L’unico Festival del Medioevo d’Europa abita a Gubbio, l’affascinante città dell’Umbria che
stregò Hermann Hesse: Si crede di sognare o di trovarsi di fronte a uno scenario teatrale. E
bisogna continuamente persuadersi che invece tutto è lì, fermo e fissato nella pietra
. Un
luogo dove si torna a sentire con i propri sensi il passato come presente, il lontano come vicino, il bello come eterno. Dal 27 settembre al 1 ottobre 2017, più di 70 tra storici, saggisti, filosofi, scrittori e
giornalisti, affronteranno una vera e propria sfida: quella di raccontare, in modo chiaro
e coinvolgente, i dieci secoli dell’Età di Mezzo. Per capire, con Benedetto Croce, che ogni storia è storia contemporanea.

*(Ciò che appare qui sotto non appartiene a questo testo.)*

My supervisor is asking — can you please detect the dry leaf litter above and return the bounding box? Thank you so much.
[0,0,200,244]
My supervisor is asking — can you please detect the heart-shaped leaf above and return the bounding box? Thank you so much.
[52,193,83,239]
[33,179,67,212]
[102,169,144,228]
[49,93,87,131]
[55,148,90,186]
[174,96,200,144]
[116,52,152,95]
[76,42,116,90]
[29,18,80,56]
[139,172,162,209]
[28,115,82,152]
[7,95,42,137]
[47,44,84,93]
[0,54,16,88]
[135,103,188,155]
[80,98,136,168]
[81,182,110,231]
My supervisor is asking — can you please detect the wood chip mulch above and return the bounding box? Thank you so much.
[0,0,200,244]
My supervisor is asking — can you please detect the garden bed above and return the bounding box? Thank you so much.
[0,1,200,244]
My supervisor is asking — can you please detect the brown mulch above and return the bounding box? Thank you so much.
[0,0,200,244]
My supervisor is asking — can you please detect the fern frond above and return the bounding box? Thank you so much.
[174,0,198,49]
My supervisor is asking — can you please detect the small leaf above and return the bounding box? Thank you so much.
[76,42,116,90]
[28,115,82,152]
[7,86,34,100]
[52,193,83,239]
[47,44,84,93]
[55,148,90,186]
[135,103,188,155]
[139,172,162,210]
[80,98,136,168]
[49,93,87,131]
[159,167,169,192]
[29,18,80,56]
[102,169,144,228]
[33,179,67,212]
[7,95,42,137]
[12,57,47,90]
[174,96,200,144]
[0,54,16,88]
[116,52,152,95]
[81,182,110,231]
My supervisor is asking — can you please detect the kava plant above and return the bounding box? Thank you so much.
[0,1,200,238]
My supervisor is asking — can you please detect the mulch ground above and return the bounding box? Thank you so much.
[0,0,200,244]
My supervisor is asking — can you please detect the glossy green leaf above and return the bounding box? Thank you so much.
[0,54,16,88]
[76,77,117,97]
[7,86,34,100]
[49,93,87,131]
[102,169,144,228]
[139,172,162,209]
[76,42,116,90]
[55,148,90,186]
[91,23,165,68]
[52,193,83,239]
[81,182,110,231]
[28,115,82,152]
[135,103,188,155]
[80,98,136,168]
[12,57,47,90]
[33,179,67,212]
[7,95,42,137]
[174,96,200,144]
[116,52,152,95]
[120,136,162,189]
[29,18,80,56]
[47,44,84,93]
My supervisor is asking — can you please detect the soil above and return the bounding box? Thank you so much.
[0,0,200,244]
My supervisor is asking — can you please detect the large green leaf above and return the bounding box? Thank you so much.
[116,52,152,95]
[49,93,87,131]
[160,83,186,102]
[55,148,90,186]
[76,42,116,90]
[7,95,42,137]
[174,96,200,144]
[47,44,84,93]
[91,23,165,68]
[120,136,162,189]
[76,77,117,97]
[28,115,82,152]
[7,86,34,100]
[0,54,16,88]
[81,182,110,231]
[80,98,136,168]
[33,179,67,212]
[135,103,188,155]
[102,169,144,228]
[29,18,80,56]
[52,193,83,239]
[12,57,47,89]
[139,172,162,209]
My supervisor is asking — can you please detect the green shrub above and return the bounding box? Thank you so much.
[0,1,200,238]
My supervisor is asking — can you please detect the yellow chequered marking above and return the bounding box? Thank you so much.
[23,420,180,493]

Saranno Sperelo di Serego Alighieri e Antoine de Gabrielli, discendenti dei due storici protagonisti del Medioevo italiano, a incontrarsi a Gubbio. Cosa accadrà a distanza di 9 secoli da quei fatti che videro protagonisti i loro antenati? Torneranno a vivere le vicende tormentate che sconvolsero la vita del poeta Dante Alighieri e segnarono le sorti della letteratura, grazie alla creazione del capolavoro
immortale della Divina Commedia, scritta nei 19 anni di esilio, lontano da Firenze. Fu Cante Gabrielli da Gubbio a condannarlo, in veste di Podestà di Firenze, nel 1302 all’esilio e alla confisca dei beni. E, per la prima volta, si ritroveranno faccia a faccia i discendenti dei due illustri personaggi. A condurre l’incontro a Gubbio venerdì 29 settembre, sarà la giornalista e scrittrice Anna Buoninsegni Sartori, autrice di un testo teatrale rappresentato per la prima volta lo scorso anno proprio durante il Festival del Medioevo. La piece è diventata una pubblicazione (Ali&No Editrice, 2017), dal titolo quanto mai allusivo: Se l’eugubino Cante Gabrielli non avesse condannato all’esilio Dante, il sommo poeta avrebbe scritto la Divina Commedia?’ Domanda destinata, evidentemente, a rimanere senza risposta ma interessante collegamento con la stesura dei 14.223 endecasillabi delle tre Cantiche. La scrittrice indaga sui rapporti tra Dante e Cante, analizza il dietro le quinte della condanna, le lotte intestine tra fazioni in mezzo a Impero e Papato e le ragioni, politiche ed economiche, che portarono all’esilio dell’Alighieri. Che cosa accadrà a Gubbio, dove Cante aveva il suo nobile casato e Dante vi soggiornò diverse volte, tra i rappresentati di una progenie così illustre e discussa? Sicuramente un simpatico incontro, visto che entrambi sono consapevoli che non esiste merito o demerito nell’essere legati a una delle due stirpi. Oppure chissà…potrebbe esserci un diverso e imprevisto finale!